The second day started in an amusing fashion, at least for those of us not puking. I have described the details of our arisal and cleaning in the post on tsudoi, because really they aren’t separable. My confusion was not helped by my foggy head after very little sleep, but I think I survived my brush with death admirably, and was able to present myself at breakfast without too much risk of embarrassment. From there it was a mere hour and a half at breakfast, and 2 hours of (still) stupidly banging my head on the arse end of an induction problem which I would solve in 5 minutes the following day, and then it was home and hosed – we left Sanbe 3 minutes late, with me in exactly the same bus seat I arrived in. And I think 3 minutes late is pretty good when you have to round up 110 hungover college students.
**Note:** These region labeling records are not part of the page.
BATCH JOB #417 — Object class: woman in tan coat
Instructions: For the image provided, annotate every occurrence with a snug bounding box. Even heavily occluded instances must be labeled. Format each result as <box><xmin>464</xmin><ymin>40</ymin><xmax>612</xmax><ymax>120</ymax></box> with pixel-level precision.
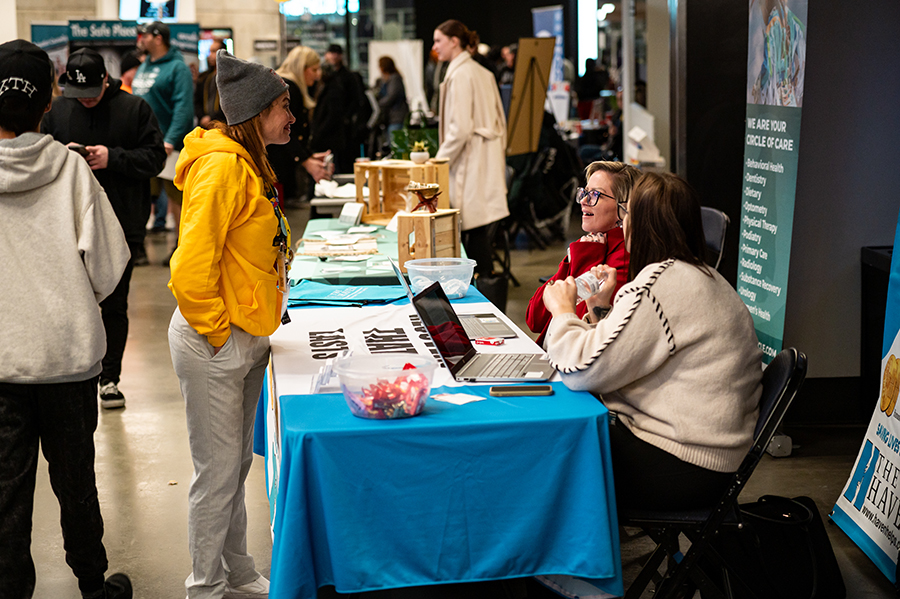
<box><xmin>432</xmin><ymin>20</ymin><xmax>509</xmax><ymax>276</ymax></box>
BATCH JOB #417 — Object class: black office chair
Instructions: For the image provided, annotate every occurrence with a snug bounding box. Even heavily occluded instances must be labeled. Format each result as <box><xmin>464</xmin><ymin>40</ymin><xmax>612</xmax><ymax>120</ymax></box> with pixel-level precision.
<box><xmin>619</xmin><ymin>348</ymin><xmax>807</xmax><ymax>599</ymax></box>
<box><xmin>700</xmin><ymin>206</ymin><xmax>731</xmax><ymax>270</ymax></box>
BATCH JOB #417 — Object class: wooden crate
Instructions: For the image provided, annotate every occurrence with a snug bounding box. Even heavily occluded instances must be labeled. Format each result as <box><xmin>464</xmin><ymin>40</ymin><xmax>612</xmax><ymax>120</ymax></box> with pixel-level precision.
<box><xmin>397</xmin><ymin>209</ymin><xmax>462</xmax><ymax>272</ymax></box>
<box><xmin>353</xmin><ymin>160</ymin><xmax>450</xmax><ymax>225</ymax></box>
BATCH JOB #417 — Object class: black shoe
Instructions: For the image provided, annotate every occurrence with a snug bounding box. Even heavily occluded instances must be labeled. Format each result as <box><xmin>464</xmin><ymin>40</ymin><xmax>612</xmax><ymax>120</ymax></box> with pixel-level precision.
<box><xmin>98</xmin><ymin>380</ymin><xmax>125</xmax><ymax>410</ymax></box>
<box><xmin>81</xmin><ymin>572</ymin><xmax>134</xmax><ymax>599</ymax></box>
<box><xmin>103</xmin><ymin>572</ymin><xmax>133</xmax><ymax>599</ymax></box>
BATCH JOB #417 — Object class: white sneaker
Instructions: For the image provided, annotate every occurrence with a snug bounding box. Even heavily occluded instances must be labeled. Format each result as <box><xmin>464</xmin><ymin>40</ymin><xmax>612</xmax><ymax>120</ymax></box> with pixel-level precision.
<box><xmin>222</xmin><ymin>574</ymin><xmax>269</xmax><ymax>599</ymax></box>
<box><xmin>100</xmin><ymin>381</ymin><xmax>125</xmax><ymax>410</ymax></box>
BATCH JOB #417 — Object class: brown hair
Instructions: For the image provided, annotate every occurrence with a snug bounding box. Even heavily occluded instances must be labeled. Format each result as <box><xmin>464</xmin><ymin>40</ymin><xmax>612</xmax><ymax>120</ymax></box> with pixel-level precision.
<box><xmin>210</xmin><ymin>104</ymin><xmax>281</xmax><ymax>189</ymax></box>
<box><xmin>437</xmin><ymin>19</ymin><xmax>478</xmax><ymax>50</ymax></box>
<box><xmin>628</xmin><ymin>173</ymin><xmax>712</xmax><ymax>280</ymax></box>
<box><xmin>584</xmin><ymin>161</ymin><xmax>641</xmax><ymax>204</ymax></box>
<box><xmin>378</xmin><ymin>56</ymin><xmax>397</xmax><ymax>75</ymax></box>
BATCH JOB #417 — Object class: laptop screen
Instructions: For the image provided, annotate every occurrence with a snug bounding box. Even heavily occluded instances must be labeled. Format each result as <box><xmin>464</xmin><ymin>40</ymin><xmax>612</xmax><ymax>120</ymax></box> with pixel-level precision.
<box><xmin>413</xmin><ymin>283</ymin><xmax>478</xmax><ymax>374</ymax></box>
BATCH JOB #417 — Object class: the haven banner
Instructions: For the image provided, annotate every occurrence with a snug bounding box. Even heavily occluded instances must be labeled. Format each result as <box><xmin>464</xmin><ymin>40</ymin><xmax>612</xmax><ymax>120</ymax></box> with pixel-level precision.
<box><xmin>737</xmin><ymin>0</ymin><xmax>807</xmax><ymax>363</ymax></box>
<box><xmin>832</xmin><ymin>212</ymin><xmax>900</xmax><ymax>583</ymax></box>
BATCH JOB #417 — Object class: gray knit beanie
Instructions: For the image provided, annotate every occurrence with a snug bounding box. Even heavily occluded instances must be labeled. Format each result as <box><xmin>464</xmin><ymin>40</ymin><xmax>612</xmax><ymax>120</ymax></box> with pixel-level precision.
<box><xmin>216</xmin><ymin>50</ymin><xmax>288</xmax><ymax>125</ymax></box>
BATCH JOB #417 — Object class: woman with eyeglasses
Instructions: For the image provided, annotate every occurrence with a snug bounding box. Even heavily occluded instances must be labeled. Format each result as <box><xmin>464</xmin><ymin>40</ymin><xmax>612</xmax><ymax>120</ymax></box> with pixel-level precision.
<box><xmin>544</xmin><ymin>173</ymin><xmax>762</xmax><ymax>509</ymax></box>
<box><xmin>525</xmin><ymin>162</ymin><xmax>641</xmax><ymax>345</ymax></box>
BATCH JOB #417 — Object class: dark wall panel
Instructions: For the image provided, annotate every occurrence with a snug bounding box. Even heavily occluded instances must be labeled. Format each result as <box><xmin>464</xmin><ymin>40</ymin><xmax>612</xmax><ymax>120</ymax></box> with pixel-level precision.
<box><xmin>685</xmin><ymin>0</ymin><xmax>749</xmax><ymax>285</ymax></box>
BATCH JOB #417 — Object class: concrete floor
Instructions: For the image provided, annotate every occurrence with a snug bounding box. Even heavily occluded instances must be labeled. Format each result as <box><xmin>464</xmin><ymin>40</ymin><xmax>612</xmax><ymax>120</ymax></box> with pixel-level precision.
<box><xmin>32</xmin><ymin>210</ymin><xmax>896</xmax><ymax>599</ymax></box>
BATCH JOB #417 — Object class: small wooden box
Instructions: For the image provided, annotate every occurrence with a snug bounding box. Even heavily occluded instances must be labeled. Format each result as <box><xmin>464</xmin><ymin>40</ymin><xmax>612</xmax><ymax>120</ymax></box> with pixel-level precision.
<box><xmin>397</xmin><ymin>209</ymin><xmax>462</xmax><ymax>272</ymax></box>
<box><xmin>353</xmin><ymin>160</ymin><xmax>450</xmax><ymax>225</ymax></box>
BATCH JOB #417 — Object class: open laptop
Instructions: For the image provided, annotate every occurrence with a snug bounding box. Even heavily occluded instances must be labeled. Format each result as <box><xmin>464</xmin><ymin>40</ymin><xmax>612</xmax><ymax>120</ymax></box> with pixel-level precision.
<box><xmin>412</xmin><ymin>283</ymin><xmax>555</xmax><ymax>383</ymax></box>
<box><xmin>388</xmin><ymin>256</ymin><xmax>518</xmax><ymax>339</ymax></box>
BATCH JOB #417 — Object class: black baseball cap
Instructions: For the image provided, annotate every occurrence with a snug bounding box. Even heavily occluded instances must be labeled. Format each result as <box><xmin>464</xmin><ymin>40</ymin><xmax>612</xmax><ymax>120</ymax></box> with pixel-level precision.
<box><xmin>59</xmin><ymin>48</ymin><xmax>106</xmax><ymax>98</ymax></box>
<box><xmin>137</xmin><ymin>21</ymin><xmax>170</xmax><ymax>45</ymax></box>
<box><xmin>0</xmin><ymin>40</ymin><xmax>53</xmax><ymax>110</ymax></box>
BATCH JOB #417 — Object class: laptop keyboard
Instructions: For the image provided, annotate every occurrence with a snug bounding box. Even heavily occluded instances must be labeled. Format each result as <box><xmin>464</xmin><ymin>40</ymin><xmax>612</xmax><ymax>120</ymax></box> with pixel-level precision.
<box><xmin>478</xmin><ymin>354</ymin><xmax>533</xmax><ymax>378</ymax></box>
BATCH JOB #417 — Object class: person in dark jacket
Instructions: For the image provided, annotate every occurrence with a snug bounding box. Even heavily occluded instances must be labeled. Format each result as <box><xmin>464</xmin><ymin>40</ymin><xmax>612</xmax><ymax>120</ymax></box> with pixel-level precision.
<box><xmin>376</xmin><ymin>56</ymin><xmax>409</xmax><ymax>149</ymax></box>
<box><xmin>312</xmin><ymin>44</ymin><xmax>372</xmax><ymax>173</ymax></box>
<box><xmin>41</xmin><ymin>48</ymin><xmax>166</xmax><ymax>408</ymax></box>
<box><xmin>267</xmin><ymin>46</ymin><xmax>334</xmax><ymax>205</ymax></box>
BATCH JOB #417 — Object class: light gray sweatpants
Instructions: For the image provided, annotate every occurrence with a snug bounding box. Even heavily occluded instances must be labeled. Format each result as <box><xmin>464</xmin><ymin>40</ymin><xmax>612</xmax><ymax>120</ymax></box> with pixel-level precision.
<box><xmin>169</xmin><ymin>308</ymin><xmax>269</xmax><ymax>599</ymax></box>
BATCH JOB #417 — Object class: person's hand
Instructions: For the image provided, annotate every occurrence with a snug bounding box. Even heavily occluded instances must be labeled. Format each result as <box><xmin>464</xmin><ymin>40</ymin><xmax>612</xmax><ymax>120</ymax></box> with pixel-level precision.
<box><xmin>584</xmin><ymin>264</ymin><xmax>616</xmax><ymax>322</ymax></box>
<box><xmin>544</xmin><ymin>277</ymin><xmax>578</xmax><ymax>316</ymax></box>
<box><xmin>303</xmin><ymin>150</ymin><xmax>334</xmax><ymax>183</ymax></box>
<box><xmin>84</xmin><ymin>146</ymin><xmax>109</xmax><ymax>171</ymax></box>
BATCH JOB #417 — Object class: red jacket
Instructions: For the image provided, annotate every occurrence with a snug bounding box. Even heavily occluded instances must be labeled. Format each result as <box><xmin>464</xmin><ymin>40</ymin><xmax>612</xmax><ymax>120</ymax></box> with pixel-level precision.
<box><xmin>525</xmin><ymin>227</ymin><xmax>629</xmax><ymax>346</ymax></box>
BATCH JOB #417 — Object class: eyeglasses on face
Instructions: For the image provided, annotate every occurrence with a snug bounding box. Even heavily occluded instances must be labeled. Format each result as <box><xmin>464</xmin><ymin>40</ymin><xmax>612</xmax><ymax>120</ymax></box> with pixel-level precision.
<box><xmin>575</xmin><ymin>187</ymin><xmax>616</xmax><ymax>206</ymax></box>
<box><xmin>616</xmin><ymin>202</ymin><xmax>628</xmax><ymax>227</ymax></box>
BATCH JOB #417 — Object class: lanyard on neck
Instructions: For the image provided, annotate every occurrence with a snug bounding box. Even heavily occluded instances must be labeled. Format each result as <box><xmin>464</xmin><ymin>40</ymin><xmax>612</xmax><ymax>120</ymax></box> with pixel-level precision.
<box><xmin>266</xmin><ymin>185</ymin><xmax>294</xmax><ymax>324</ymax></box>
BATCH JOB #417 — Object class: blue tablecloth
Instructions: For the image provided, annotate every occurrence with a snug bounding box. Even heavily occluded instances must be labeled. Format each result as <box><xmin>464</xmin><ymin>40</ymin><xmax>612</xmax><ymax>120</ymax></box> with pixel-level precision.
<box><xmin>267</xmin><ymin>383</ymin><xmax>622</xmax><ymax>599</ymax></box>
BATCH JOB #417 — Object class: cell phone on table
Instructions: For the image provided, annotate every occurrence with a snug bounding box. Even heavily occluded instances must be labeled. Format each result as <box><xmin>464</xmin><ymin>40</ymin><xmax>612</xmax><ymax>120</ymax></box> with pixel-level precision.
<box><xmin>490</xmin><ymin>385</ymin><xmax>553</xmax><ymax>397</ymax></box>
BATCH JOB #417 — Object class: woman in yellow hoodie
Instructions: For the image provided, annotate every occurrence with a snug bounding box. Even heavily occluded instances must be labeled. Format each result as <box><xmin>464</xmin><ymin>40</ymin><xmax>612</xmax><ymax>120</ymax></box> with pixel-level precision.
<box><xmin>169</xmin><ymin>50</ymin><xmax>294</xmax><ymax>599</ymax></box>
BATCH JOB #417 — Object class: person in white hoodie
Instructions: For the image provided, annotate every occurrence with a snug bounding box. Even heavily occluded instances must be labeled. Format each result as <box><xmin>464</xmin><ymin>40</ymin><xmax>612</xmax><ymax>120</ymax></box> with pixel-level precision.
<box><xmin>0</xmin><ymin>40</ymin><xmax>132</xmax><ymax>599</ymax></box>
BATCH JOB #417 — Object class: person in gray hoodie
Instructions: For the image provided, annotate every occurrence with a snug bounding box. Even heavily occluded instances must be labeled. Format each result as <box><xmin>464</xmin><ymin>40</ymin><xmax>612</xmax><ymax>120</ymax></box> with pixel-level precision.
<box><xmin>0</xmin><ymin>40</ymin><xmax>132</xmax><ymax>599</ymax></box>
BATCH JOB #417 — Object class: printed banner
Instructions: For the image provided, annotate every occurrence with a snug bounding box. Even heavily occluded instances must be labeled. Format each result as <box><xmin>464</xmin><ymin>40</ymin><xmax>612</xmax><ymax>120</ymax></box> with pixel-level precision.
<box><xmin>31</xmin><ymin>23</ymin><xmax>69</xmax><ymax>78</ymax></box>
<box><xmin>832</xmin><ymin>213</ymin><xmax>900</xmax><ymax>583</ymax></box>
<box><xmin>737</xmin><ymin>0</ymin><xmax>807</xmax><ymax>363</ymax></box>
<box><xmin>69</xmin><ymin>21</ymin><xmax>137</xmax><ymax>45</ymax></box>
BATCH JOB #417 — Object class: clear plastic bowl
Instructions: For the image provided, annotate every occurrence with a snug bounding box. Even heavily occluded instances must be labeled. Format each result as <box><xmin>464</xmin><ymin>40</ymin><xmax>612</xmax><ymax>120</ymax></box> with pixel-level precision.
<box><xmin>334</xmin><ymin>354</ymin><xmax>437</xmax><ymax>420</ymax></box>
<box><xmin>403</xmin><ymin>258</ymin><xmax>475</xmax><ymax>299</ymax></box>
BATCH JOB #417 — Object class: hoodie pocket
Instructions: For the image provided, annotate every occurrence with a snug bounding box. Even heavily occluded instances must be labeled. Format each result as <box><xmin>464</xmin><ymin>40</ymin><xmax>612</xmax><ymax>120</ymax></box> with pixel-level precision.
<box><xmin>238</xmin><ymin>275</ymin><xmax>281</xmax><ymax>335</ymax></box>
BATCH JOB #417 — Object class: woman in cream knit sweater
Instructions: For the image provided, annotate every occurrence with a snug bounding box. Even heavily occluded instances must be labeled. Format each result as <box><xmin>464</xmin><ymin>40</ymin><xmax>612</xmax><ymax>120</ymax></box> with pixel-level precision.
<box><xmin>544</xmin><ymin>173</ymin><xmax>762</xmax><ymax>509</ymax></box>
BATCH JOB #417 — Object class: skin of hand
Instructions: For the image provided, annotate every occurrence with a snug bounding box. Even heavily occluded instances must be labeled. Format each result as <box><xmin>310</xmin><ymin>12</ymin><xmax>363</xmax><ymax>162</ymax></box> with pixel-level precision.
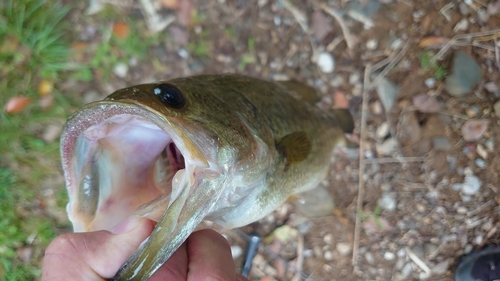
<box><xmin>42</xmin><ymin>217</ymin><xmax>248</xmax><ymax>281</ymax></box>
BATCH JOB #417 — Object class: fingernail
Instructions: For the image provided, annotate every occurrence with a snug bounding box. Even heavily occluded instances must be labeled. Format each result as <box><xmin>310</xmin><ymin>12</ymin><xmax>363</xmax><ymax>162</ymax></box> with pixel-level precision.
<box><xmin>109</xmin><ymin>216</ymin><xmax>141</xmax><ymax>234</ymax></box>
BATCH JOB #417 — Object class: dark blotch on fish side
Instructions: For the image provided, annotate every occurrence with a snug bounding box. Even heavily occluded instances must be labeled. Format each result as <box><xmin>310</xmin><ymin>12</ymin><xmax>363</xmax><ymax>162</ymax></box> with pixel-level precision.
<box><xmin>153</xmin><ymin>83</ymin><xmax>186</xmax><ymax>109</ymax></box>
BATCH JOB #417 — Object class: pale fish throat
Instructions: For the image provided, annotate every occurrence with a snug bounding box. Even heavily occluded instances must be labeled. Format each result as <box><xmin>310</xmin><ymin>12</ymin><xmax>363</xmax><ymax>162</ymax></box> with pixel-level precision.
<box><xmin>68</xmin><ymin>114</ymin><xmax>196</xmax><ymax>232</ymax></box>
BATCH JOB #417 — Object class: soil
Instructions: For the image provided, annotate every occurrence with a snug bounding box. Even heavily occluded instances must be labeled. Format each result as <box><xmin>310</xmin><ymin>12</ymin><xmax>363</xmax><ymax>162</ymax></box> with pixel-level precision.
<box><xmin>59</xmin><ymin>0</ymin><xmax>500</xmax><ymax>281</ymax></box>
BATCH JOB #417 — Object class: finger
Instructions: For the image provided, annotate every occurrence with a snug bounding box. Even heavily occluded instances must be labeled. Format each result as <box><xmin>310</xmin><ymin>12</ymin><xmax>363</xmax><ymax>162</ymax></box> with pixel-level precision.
<box><xmin>151</xmin><ymin>238</ymin><xmax>189</xmax><ymax>281</ymax></box>
<box><xmin>42</xmin><ymin>217</ymin><xmax>154</xmax><ymax>280</ymax></box>
<box><xmin>187</xmin><ymin>229</ymin><xmax>242</xmax><ymax>281</ymax></box>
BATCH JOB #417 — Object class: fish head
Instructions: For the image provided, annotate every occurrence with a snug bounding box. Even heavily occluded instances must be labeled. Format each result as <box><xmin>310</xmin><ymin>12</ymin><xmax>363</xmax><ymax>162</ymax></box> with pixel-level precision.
<box><xmin>61</xmin><ymin>82</ymin><xmax>229</xmax><ymax>232</ymax></box>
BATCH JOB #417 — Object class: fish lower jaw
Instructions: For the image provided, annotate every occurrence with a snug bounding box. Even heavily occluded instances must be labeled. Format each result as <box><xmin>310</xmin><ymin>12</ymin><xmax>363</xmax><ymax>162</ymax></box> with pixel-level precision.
<box><xmin>68</xmin><ymin>115</ymin><xmax>204</xmax><ymax>231</ymax></box>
So that, dear reader, was my Orientation Camp, which has left me truly disoriented and discombobulated, and completely at a loss as to anything. I think I was meant to meet everyone and generally relax with them, but this went the way things always go with me – everyone now knows me and knows my name, and will remember it because they always do; and I didn’t even hear 90% of their names, and the other 10% sounded like “Sshhshhhnn” or I forgot them straight away (I could do a whole post on how hard it is to even hear people when they say their names in this country, let alone understand them – Japanese has a strange rhythm); so now everyone is saying hello to me and, to confound it all, I met them properly at the drinking binge, which was after the bath, so everyone’s hair was floppy, and I tell all these 18 year olds apart by their hair, so I can only remember Tamadani (who told me his first name 3 times, but buggered if I can remember it or if I even caught it); because his hair is dyed, and everyone else was just floppy. So there you go. 100 more people now know that I’m a big rude red faced foreigner with a tattoo and a ***** dick who is always late, doesn’t attend compulsory pep talks, and can’t remember their names.